No. 7: "Deeper Than the Holler"
You’d be hard pressed to find a country radio station that doesn’t still include this late ’80s hit in their rotation. "Deeper Than the Holler" is a vocal showcase for Travis, but he makes it seem so easy. The sweetness of the song’s message and chorus helped make it a No. 1 hit for a singer who by then had emerged as a bonafide superstar. "My love is purer than the snowflakes / That fall in late December / And honest as a robin on a spring-time window sill / And longer than the song of a whippoorwill."
No. 6: "Better Class of Losers"
Randy Travis co-wrote this song with Alan Jackson for the 1991 High Lonesome album, and it had no trouble reaching the Top 5. Although it was somewhat buried by Garth Brooks‘ "Friends in Low Places," this song is an equally satisfying way to embrace one’s country boy tendencies. Plus, it’s just fun to hear him sing it.
No. 5: "I Told You So"
As far as the best Randy Travis songs go, this 1988 tune is a real gem. It came during the peak of his solo success, reaching No. 1 in June. Then, in 2009, Carrie Underwood took it under her wing and gave it new life as a single. Just a month after her version dropped, she and the "Forever and Ever, Amen" hitmaker paired up to make a super duet version, which peaked at No. 2 on the Billboard country charts.
No. 4: "On the Other Hand"
Randy Travis liked this song so much, he released it twice. The first time around, way back in 1985, "On the Other Hand" didn’t even see the Top 50 on the U.S. Billboard Hot Country Singles chart. Following the success of "1982," however, Travis was able to send this one to the top when he re-released it a year later. In fact, it was his first No. 1 in North America! The then 26-year-old showed maturity beyond his years — he’d never even been married when he cut this convincing story of a man doing all he can to stay true.
No. 3: "Diggin’ Up Bones"
By 1986, Randy Travis was rolling. "Diggin’ Up Bones" made for back-to-back No. 1 hits — both of which are included on this list of his top songs. It’s no surprise that the Storms of Life album won Album of the Year honors at the 1986 ACMs. Comparisons could be made to George Strait‘s 2006 hit "Give It Away." Both songs rely on an easy tempo to hide the tension, but Travis’ hit is from the perspective of the scorned.
No. 2: "Forever and Ever, Amen"
"Forever and Ever, Amen" is perhaps the most well-known of Travis’ tunes, and that’s because it’s a simple and classic love song. Yes, it has made its rounds at more than a few weddings, but this hit has never been anything but faithful to country fans. As for Travis, how long will he hold his position as one of the most influential country artists? Forever and ever, that’s how long.

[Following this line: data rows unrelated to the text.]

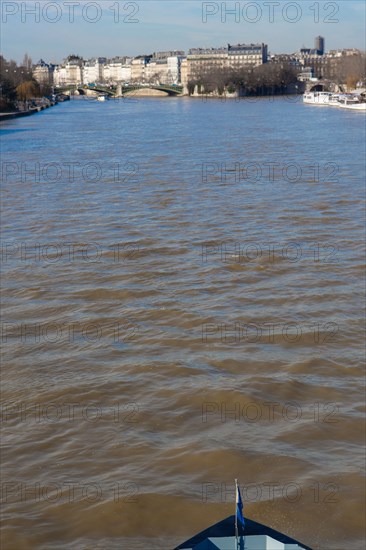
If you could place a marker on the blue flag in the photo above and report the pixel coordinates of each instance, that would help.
(239, 507)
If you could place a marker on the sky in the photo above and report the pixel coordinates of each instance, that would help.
(53, 29)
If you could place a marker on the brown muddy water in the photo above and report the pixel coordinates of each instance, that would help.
(182, 305)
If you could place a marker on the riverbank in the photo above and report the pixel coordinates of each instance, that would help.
(31, 111)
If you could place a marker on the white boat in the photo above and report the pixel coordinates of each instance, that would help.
(240, 533)
(352, 103)
(317, 98)
(254, 536)
(334, 99)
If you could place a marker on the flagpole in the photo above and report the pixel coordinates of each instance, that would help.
(236, 514)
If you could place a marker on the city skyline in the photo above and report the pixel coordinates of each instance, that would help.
(110, 29)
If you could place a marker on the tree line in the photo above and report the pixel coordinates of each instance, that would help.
(17, 83)
(266, 79)
(275, 77)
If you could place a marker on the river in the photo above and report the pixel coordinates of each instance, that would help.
(182, 306)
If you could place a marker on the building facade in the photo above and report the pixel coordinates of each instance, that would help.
(43, 73)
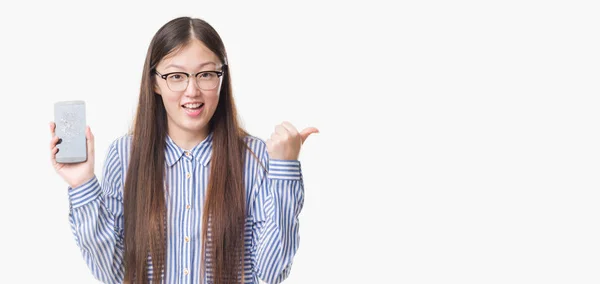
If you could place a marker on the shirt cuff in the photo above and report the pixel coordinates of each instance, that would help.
(284, 169)
(84, 193)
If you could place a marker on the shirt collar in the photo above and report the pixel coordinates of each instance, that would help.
(200, 152)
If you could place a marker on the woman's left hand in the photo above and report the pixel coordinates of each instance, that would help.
(286, 141)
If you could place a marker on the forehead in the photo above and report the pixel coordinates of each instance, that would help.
(190, 55)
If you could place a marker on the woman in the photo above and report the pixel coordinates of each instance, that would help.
(188, 195)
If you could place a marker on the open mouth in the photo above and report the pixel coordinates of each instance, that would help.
(193, 106)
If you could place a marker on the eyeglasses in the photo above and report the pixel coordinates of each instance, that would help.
(205, 80)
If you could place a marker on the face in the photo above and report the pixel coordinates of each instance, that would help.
(189, 110)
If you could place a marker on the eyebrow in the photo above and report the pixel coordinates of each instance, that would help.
(199, 66)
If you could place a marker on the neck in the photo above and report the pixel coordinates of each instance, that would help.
(187, 139)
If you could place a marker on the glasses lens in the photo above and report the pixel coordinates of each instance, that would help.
(207, 80)
(177, 81)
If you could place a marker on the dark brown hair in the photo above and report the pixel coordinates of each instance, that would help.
(144, 193)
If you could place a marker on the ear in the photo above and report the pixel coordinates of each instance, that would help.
(157, 89)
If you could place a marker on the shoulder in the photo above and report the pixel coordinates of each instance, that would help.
(121, 145)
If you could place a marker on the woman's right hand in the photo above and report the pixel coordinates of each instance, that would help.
(74, 174)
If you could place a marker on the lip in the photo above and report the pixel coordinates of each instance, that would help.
(193, 112)
(191, 103)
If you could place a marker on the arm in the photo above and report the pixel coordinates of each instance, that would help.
(279, 200)
(96, 217)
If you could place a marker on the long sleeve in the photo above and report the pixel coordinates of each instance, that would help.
(96, 217)
(279, 200)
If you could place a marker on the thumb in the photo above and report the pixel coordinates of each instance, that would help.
(90, 140)
(308, 131)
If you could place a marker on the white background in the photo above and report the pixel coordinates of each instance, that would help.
(459, 140)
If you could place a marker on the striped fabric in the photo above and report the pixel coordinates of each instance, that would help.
(274, 199)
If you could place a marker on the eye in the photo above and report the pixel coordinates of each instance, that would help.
(207, 75)
(176, 77)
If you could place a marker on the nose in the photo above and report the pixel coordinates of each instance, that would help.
(192, 88)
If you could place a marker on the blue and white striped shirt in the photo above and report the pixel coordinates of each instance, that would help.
(274, 199)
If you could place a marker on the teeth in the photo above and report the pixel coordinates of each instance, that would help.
(192, 105)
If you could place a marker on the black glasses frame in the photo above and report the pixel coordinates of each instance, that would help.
(188, 75)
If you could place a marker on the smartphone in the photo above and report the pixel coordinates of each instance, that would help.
(69, 117)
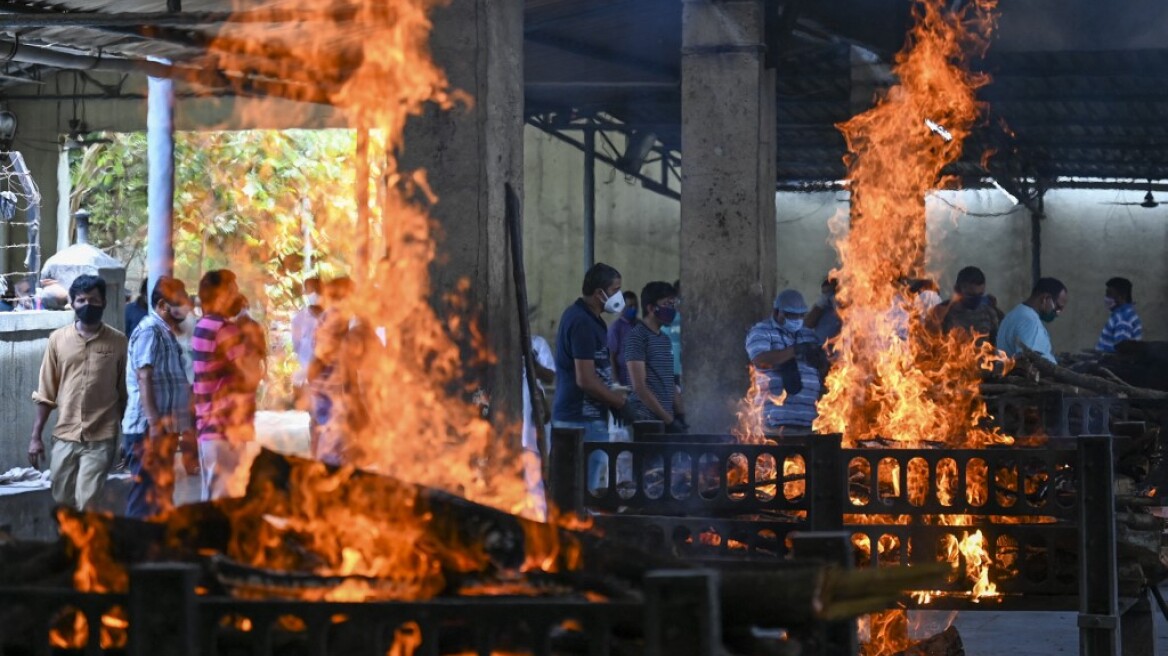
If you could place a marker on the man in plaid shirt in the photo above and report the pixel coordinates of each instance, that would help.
(158, 413)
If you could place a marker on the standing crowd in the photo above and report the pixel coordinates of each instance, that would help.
(146, 388)
(630, 370)
(202, 407)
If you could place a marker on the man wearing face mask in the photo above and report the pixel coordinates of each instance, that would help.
(584, 397)
(83, 376)
(1024, 327)
(649, 356)
(1124, 323)
(618, 333)
(793, 363)
(158, 413)
(970, 308)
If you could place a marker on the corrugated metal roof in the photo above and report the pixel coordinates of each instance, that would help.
(1085, 110)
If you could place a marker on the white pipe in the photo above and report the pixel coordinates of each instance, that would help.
(160, 189)
(64, 189)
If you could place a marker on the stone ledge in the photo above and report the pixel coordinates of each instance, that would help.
(33, 321)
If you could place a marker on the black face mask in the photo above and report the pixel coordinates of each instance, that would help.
(90, 314)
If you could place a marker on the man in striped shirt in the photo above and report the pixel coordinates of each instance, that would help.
(790, 357)
(1124, 323)
(648, 353)
(226, 378)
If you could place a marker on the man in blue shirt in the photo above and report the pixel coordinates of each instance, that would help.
(618, 332)
(791, 358)
(1023, 328)
(583, 368)
(1124, 323)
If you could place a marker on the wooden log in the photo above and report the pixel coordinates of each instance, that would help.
(1140, 521)
(1103, 386)
(945, 643)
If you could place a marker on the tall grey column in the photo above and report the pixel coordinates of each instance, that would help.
(468, 153)
(728, 253)
(160, 190)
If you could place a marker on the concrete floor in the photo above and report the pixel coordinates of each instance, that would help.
(991, 633)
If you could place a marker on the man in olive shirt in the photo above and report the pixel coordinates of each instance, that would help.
(83, 375)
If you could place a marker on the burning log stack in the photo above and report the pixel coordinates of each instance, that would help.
(286, 563)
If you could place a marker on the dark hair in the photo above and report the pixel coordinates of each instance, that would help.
(169, 290)
(1052, 286)
(655, 292)
(339, 288)
(1121, 285)
(970, 276)
(599, 277)
(84, 284)
(213, 291)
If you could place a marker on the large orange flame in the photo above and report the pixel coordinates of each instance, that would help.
(894, 378)
(405, 409)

No. 1: "Three Wooden Crosses"
The 2003 CMA Awards winner for Song of the Year is Travis’ most inspiring song. By then, the singer had started to struggle to put hits on the radio. There was never any question about this beautifully-written song, however. His older, wiser delivery suited this story, which comes with a surprise ending that leaves many searching for a tissue.